Mayer tries for a few pages to show the vaguest of parallels between Roemer’s models and historical reality, but his limp efforts depend on ignoring the fact that Roemer’s models assume forms of property ownership, labour markets and economic agency which simply did not exist in the societies to which Mayer tries to relate them.
So Roemer’s argument is neither logically sound, nor historically applicable. In response to Roemer’s nineteenth century predecessors, Marx pointed out that the whole argument is historically false. It is not the ownership of property but the social division of labour which causes the cost of reproducing labour to vary from the amount of labour embodied in the products of labour.
Consequently it is not just the forms of ownership that need to be modiﬁed to achieve signiﬁcant change, but the whole mode of production. Unfalsiﬁed by Roemer, the Marxist theory of history leads to directly communist, not market socialist, conclusions.
Yet Roemer believes that the “moral argument” for reducing uneven distribution is “conceptually simpler, and more robust” (p175) than the Marxist advocacy of the revolutionary interests of the working class. His suggestion is that Marxist theory should drop its speciﬁc allegiance to the interests of the working class .
What he cannot do, however, is produce any realistic model of revolution in which this “conceptually simple” and “robust” argument ever has or ever could shape or articulate the views of the social forces necessary to overthrow an entire mode of production. Mayer admits that Analytical Marxism may not yet have produced what he calls “a plausible emancipatory project” (p227). Indeed!

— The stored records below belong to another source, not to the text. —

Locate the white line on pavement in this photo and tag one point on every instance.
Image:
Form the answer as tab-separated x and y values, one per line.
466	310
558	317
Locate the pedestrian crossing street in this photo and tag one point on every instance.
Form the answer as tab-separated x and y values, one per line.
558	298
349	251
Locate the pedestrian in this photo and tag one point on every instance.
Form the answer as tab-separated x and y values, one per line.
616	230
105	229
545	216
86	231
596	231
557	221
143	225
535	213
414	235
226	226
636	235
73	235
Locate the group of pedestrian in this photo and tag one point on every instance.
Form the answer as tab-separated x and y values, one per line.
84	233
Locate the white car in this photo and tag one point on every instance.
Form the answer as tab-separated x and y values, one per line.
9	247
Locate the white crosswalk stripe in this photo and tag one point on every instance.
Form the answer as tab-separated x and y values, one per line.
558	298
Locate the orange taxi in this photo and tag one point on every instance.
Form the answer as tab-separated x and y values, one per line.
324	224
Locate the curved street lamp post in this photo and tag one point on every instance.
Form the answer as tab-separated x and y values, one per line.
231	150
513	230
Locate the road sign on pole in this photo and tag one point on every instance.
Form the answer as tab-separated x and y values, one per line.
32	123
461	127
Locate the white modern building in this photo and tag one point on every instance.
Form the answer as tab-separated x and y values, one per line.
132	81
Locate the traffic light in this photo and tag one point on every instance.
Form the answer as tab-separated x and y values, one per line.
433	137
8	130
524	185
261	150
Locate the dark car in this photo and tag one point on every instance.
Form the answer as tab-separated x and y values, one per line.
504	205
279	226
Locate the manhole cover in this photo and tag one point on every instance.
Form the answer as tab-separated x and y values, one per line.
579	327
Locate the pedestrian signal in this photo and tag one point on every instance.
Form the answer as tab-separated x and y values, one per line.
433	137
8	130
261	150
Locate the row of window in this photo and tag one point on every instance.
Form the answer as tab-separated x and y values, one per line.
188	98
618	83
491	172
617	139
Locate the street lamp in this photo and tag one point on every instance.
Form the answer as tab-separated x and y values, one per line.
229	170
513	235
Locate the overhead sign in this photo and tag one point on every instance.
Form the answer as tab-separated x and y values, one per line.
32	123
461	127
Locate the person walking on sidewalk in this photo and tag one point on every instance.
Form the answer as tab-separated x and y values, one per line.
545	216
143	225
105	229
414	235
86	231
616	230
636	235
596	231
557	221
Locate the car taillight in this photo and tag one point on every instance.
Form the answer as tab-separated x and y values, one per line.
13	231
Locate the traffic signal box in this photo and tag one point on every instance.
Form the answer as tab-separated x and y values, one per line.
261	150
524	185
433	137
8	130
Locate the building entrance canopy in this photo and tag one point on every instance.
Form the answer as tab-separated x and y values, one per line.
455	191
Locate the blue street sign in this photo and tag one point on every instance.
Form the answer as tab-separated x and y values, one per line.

Ostensibly Analytical Marxism is not a political current. It has no links to any party and its own organisation is minimal—an annual meeting and a pattern of mutual academic reference. But there are clear political inﬂuences on this school of thought, which in turn determine the class nature of their conclusions.
The ﬁrst is the pervasive individualism of late twentieth century ideology; a retreat in the face of the forward the march of neo-liberalism in the 1980s. Thus the Analytical Marxists’ call for socialist theory to establish credible “microfoundations“ amounts to a demand to reduce everything to an aggregation of rational decisions by individuals.
The second major inﬂuence is Stalinism. Analytical Marxism emerged alongside the “Eurocommunist” drive to rescue Stalinism through its social-democratisation, as the structuralist fashion in academic “Marxism” was ending, and at the same time as a new wave of free market ideas were being articulated to justify a new wave of assaults on the working class.
By reformulating Marxism as a declassed theory, Cohen ﬁtted in well with the approach of those within the Stalinist parties who were trying to reduce working class politics to a search for the protection of liberal and religious opinion against Thatcher and Reagan’s attacks. What the Analytical Marxist claim to be Marxist really reﬂects is that the Stalinist tradition these people grew up in and learned their politics from was one in which Marx was already an empty icon.